# It's good to be Da King!



## PKinetics (Apr 22, 2009)

Here is an opportunity to have a glimpse at "how the other half lives". My former company was tasked to design a theater for a Villa at the Palmilla luxury resort in Cabo San Lucas, Mexico. The resort is very popular with the Hollywood folks. In fact, the first reservation of the Villa was from a well known director. It was completed and commissioned in December of last year. 

Keep in mind that the photos at the following link are just the single Villa in question along with its privat grounds and not the rest of the resort. If after seeing the photos you decide you must stay there, I understand that the rate is a very reasonable $12,000 per night. :bigsmile: That is complete with Staff, of course!

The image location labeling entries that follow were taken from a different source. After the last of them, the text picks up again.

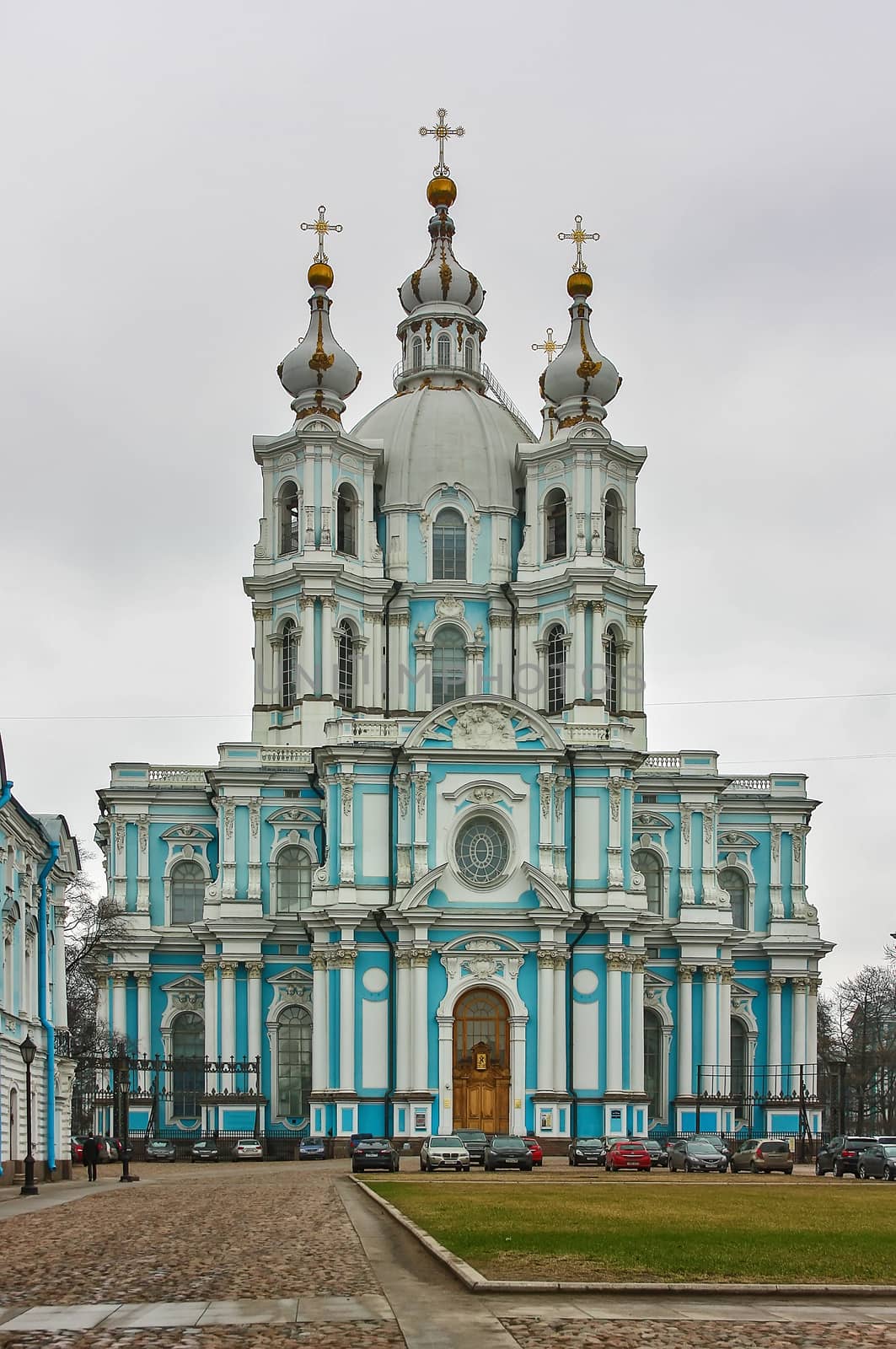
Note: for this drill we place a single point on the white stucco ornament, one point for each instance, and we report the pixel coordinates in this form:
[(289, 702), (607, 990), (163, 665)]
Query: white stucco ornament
[(483, 728)]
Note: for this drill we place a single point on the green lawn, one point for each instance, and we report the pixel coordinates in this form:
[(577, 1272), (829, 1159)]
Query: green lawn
[(779, 1233)]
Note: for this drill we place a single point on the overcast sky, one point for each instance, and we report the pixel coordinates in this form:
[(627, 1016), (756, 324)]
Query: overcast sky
[(738, 162)]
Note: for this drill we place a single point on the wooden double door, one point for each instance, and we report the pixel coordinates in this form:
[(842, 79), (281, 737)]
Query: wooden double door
[(482, 1069)]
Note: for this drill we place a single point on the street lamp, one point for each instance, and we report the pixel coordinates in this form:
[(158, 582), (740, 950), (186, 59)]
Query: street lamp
[(27, 1050)]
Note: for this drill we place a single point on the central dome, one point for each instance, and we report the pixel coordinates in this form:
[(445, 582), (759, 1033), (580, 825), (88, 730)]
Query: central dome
[(433, 435)]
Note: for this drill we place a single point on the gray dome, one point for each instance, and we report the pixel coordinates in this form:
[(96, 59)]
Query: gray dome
[(446, 435)]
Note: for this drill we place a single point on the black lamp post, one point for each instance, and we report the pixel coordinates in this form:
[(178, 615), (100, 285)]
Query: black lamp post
[(27, 1050)]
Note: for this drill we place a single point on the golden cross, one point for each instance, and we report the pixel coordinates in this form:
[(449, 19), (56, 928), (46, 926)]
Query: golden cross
[(323, 228), (442, 132), (550, 346), (579, 236)]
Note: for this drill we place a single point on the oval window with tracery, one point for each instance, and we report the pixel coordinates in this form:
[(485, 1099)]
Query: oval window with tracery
[(482, 852)]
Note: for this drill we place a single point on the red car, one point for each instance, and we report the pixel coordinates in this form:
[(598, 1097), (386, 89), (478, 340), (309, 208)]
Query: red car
[(534, 1148), (628, 1157)]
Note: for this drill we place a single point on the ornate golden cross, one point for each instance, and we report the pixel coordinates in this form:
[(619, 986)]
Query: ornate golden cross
[(579, 236), (323, 228), (442, 132), (550, 346)]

http://www.rbdg.com/projectpix/palmilla/

My partner Russ Berger took the photos and I think you will agree he is an outstanding photographer as well as knowing a thing or two about architecture and acoustics. If you are only interested in the theater, it is in the last 8 or so photos. I'm the none-too-svelte fellow in the black shirt with arms crossed in one of the photos by the pool.

The major pieces of installed equipment are as follows:

Christie Digital 3 chip DLP Projector (I don't recall the model number) w/ISCO Anamorphic Lens

Screen Research 2.35:1 screen

Lexicon MC12 HD Processor

Genelec HT330 L, C, R Speakers

Genelec AW26 Surround and Rear Speakers (6)

Genelec HTS6 Subwoofers (2)

Symetrix SymNet 8X8 DSP Matrix for bass management, EQ and delay control

Kaleidescape media server

Custom Crestron Control System

Altel Systems did the technical install and did a flawless job.


----------



## brandonnash (Sep 11, 2006)

That's crazy to have in a place you are only going to stay in a few nights. I would love it, but that's like 2 months pay for one night. Just crazy.
_Posted via Mobile Device_


----------



## ironglen (Mar 4, 2009)

brandonnash said:


> That's crazy to have in a place you are only going to stay in a few nights. I would love it, but that's like 2 months pay for one night. Just crazy.
> _Posted via Mobile Device_


Uh, 2 months pay? :dizzy: Closer to my annual salary...


----------



## brandonnash (Sep 11, 2006)

Well, it closer to 3 months pay if that makes you feel better.
_Posted via Mobile Device_


----------



## ironglen (Mar 4, 2009)

brandonnash said:


> Well, it closer to 3 months pay if that makes you feel better.
> _Posted via Mobile Device_


HaHa-no I hope you're well compensated for the work you do: I'm working on changing mine:bigsmile:

I hardly noticed the HT (surely as was intended)-more interested in the beautiful grounds/sights


----------



## the_rookie (Sep 30, 2008)

The HT was interesting...it was all recessed, so ya couldn't see anything. Good for people who like it like that. But me? I love to show it off, and have them goo and gaa over it 

But man that site was unbelievable. Total shock of how pristine it was, and the upscaled qualities it held.


----------